Tuesday, November 08, 2011

Forgotten Movies: Love with the Proper Stranger

ANYONE KNOW OF A NICE, BUT REASONABLE, HOTEL IN TUSCON.





This is the last scene and completely out of keeping with the rest of the movie. It is really a dark little tale of a one-night stand that results in an unwanted pregnancy. This was a tear-jerker of the first magnitude. Neither star has ever looked better. Happy ending, sure, but a lot of angst before getting there. The scary scene at an abortionist pre Roe v. Wade kept a lot of girls on the right path for years.

Both gone now and way too young.

Todd Mason has other links to forgotten movies.

15 comments:

Margot Kinberg said...

Patti - Oh, I haven't thought of this movie in a looooong time. Thanks for the reminder!

Anonymous said...

It's been a long time since I've seen this one. McQueen was a favorite of mine from THE MAGNIFICENT SEVEN and WANTED - DEAD OR ALIVE.

I miss black & white movies.

Jeff M.

Charles Gramlich said...

Haven't seen this one.

Yvette said...

A pretty good movie. I thought, daring, in its time. If they didn't have a happy ending, then the Natalie Wood character would have had to have died in the film. You know how it was then.

I'd forgotten about this one, Patti. Don't think they show this one much on TV.

Another movie with a similar theme but with much younger actors was BLUE DENIM. It was based on a play with a totally different ending. Brandon de Wilde was the boy in the film, Carol Lynley the girl.

pattinase (abbott) said...

I remember that one too. You're right death or marriage was the only choice.

Todd Mason said...

In movies, you mean? I gather in real life, if you had enough money, you went (or were sent) to Catholic Puerto Rico or Catholic Mexico or even largely Catholic Switzerland where good abortion clinics were, or you were lucky enough to be in touch with a proto-"Jane" network or otherwise had access to a reasonably brave and/or enterprising doctor who wasn't a butcher...if you didn't have the money, girl, you got to take your chances...I'm not sure I've ever seen LOVE here, but an early viewing of THE L-SHAPED ROOM might have helped shape my staunch pro-choice politics over the years.

So maybe that's another double feature, LOVE/L-SHAPED ROOM.

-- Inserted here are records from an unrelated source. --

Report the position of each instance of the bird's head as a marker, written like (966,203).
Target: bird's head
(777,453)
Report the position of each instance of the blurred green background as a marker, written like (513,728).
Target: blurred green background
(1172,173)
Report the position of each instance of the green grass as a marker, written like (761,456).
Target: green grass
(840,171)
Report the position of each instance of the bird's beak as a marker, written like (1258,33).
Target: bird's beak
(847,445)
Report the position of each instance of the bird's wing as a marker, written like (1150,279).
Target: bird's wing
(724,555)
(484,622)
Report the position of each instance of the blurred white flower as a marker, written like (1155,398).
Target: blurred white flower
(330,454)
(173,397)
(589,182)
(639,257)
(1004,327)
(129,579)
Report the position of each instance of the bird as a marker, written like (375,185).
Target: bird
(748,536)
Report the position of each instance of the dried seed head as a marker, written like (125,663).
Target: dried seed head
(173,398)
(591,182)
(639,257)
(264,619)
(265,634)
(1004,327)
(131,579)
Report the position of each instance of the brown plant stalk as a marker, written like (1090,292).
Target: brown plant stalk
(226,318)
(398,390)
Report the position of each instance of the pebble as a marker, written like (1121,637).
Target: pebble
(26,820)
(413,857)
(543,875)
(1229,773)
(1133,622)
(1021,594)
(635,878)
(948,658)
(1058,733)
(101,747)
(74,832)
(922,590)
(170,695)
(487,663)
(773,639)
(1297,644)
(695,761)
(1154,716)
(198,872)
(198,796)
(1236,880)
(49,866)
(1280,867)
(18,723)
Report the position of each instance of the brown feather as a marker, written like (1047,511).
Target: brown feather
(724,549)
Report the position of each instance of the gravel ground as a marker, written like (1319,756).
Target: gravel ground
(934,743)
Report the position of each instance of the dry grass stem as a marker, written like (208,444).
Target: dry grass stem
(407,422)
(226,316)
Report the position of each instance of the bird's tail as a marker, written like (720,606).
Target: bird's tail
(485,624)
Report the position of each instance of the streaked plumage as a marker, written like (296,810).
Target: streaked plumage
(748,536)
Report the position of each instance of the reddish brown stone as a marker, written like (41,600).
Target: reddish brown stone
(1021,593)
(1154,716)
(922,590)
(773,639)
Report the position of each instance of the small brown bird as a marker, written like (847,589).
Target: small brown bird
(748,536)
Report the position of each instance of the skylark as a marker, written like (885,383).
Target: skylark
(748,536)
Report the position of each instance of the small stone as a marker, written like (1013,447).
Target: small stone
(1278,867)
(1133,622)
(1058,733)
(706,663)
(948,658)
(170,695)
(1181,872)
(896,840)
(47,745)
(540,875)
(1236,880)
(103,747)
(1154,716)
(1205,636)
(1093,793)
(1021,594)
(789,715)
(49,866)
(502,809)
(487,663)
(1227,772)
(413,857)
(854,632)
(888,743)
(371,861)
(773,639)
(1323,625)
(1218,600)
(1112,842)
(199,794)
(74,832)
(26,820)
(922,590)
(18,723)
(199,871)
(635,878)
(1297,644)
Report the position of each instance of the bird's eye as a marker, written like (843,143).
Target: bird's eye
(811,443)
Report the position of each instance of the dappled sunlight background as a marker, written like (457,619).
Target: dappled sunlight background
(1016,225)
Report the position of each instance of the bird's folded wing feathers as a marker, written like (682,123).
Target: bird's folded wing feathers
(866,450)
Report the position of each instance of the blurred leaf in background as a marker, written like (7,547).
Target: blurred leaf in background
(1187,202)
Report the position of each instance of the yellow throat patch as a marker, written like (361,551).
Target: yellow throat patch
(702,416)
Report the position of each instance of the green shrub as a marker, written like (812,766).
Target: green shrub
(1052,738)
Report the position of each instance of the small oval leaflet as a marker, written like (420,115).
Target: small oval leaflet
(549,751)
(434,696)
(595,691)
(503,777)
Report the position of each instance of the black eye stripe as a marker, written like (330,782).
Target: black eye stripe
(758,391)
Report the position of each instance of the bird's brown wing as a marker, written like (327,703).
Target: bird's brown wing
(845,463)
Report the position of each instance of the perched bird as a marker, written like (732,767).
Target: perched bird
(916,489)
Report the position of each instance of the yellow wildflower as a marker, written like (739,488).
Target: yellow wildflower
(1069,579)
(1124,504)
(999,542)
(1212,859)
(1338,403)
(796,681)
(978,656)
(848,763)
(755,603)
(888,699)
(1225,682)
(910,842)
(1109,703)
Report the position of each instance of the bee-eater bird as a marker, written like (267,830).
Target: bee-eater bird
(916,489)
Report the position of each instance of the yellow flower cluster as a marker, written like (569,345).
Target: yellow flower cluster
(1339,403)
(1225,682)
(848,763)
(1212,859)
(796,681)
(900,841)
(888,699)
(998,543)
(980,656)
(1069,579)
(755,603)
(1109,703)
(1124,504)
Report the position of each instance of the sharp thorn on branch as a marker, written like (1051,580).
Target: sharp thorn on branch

pattinase (abbott) said...

L-Shaped Room is another favorite and the book (Lynne Banks?) was great too.

Deb said...

I try to explain to my girls (all teenagers) what a colossal "shame" it was for a woman to have a baby out of wedlock just two generations ago and they look at me as if I've sprouted a second head; that type of world just doesn't seem possible to them.

Anonymous said...

What amazed me when I became an adult was finding out (often by hearing my elders casually discuss it) how common abortion was in my grandmother's generation. Apparently quite a few of my great aunts underwent more than one, and they were performed by their own doctors. The same was true in Jackie's family.

Who knew?

There was an HBO documentary some years ago by a guy (I'm pretty sure it was a guy but it could have been a womqn) whose mother died after an illegal abortion. The picture of her dead in a dingy motel room has remained with me ever since.

Of course, growing up we were at the generation where birth control pills were just coming into general use and there were many pregnancy scares - and a couple of more or less shotgun marriages - among our generation.

Yes, Todd, Puerto Rico was definitely a place women of means and a certain age went before abortion was legal here.

Jeff M.

Ron Scheer said...

Thanks for the clip. I remember seeing this film when it was new. It certainly took up a subject that you were likelier to find in a euro movie like L-Shaped Room at the time. Though there was also Splendor in the Grass, also with Natalie Wood. How beautiful she was. McQueen seldom failed to disappoint either.

Ron Scheer said...

I think I meant "seldom failed to please." Watch for more of these slips since I've turned 70. They may be what I'm eventually remembered for. . .

pattinase (abbott) said...

For sheer beauty, this wins prizes. Although Beatty was no slouch in that dept. in SITG either.

Deb said...

In another interesting moment of sychronicity, I was listening to NPR's Fresh Air while driving home this evening and the topic was the history of birth control. The woman being interviewed wrote an article about birth control in this week's New Yorker. As Jeff points out, the abortion statistic was astonishing: About 1 in every 3 pregnancies was terminated through an illegal abortion in the 1920s. My great-grandmother limited her family size using a crochet needle. Yikes!

Anyone looking at their family tree will notice female members who died fairly young--not all of them died of influenza, I assure you.

pattinase (abbott) said...

And those days may return!

Todd Mason said...

Happily, the trend was turned back at bit yesterday in Mississippi, albeit it was a referendum on a law so insane that Haley Barbour couldn't get behind it.

Likewise Kasich getting his union-busting arse handed to him.

Very sad that the closest thing to victories the left is getting are these assertions of good sense by the center against the far right, but any actual assertion of good sense by centrists is welcome.